Date of Award

Spring 2023

Document Type

Open Access Thesis


Genetic Counseling

First Advisor

Janice Edwards


Founder mutations within the Ashkenazi Jewish (AJ) population are associated with significantly higher carrier rates for certain severe, life-limiting conditions collectively called Jewish Genetic Diseases (JGDs), and for pathogenic variants in the BRCA1 and BRCA2 (BRCA1/2) cancer susceptibility genes. Efforts to educate AJ individuals about the implications of these founder mutations and available testing have increased the past forty years; however, studies suggest AJ individuals are not well educated on the topic (Hardy et al., 2022; Kaback, 2001; Warsch et al., 2014). Studies evaluating the reason for this gap in knowledge of young AJ adults are lacking. This study aimed to evaluate the knowledge of the young adult AJ population about their increased carrier risk for severe recessive diseases and BRCA1/2 gene-related cancer predispositions and assess factors contributing to their knowledge.

An electronic survey was distributed to Jewish and non-Jewish organizations across the United States. One hundred nineteen individuals between ages 18 and 27 (mean= 22.3; 65.5% female, 28.6% male; 5.9% gender minority) who self-identified as having at least one Ashkenazi Jewish grandparent completed the questionnaire. Demographics, personal experience with genetic testing for JGDs and BRCA1/2 mutations, and their educational experience about these topics were collected. Knowledge assessments of JGDs and BRCA1/2 mutations were also included.

Approximately 60% of participants had ‘never heard of’ or ‘did not know much about’ JGDs or BRCA1/2 gene mutations. Knowledge assessment scores for JGDs were lower compared to BRCA1/2 (69.1% vs. 78.1%) and significantly lower compared to a previous 2014 study (78.2% v. 81.4%, p value= .036). Learning most often took place at home or from parents, despite being one of the least chosen suggestions for future educational efforts. Participant preferences suggested future efforts begin as early as 11 to 14 years old in synagogues and other Jewish religious organizations.

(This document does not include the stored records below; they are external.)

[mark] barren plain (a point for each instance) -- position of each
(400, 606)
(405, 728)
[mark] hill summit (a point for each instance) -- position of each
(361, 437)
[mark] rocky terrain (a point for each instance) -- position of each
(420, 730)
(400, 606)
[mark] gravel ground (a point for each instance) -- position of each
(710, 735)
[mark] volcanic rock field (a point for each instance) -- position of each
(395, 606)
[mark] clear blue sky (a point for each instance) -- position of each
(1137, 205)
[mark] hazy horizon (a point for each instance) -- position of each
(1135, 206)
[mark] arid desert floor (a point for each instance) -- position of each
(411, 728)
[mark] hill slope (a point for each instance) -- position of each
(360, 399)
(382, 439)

We recommend an introductory module of Jewish genetic health concepts be incorporated into the bar/bat mitzvah curriculum by Hebrew schools and Jewish Day schools. By doing so, AJ young adults will take the first step towards achieving “AJ Genetic Health Literacy” in preparation to utilize their health literacy skills when they are of testing age (18+) to make informed, autonomous decisions about genetic testing and individualized medical management.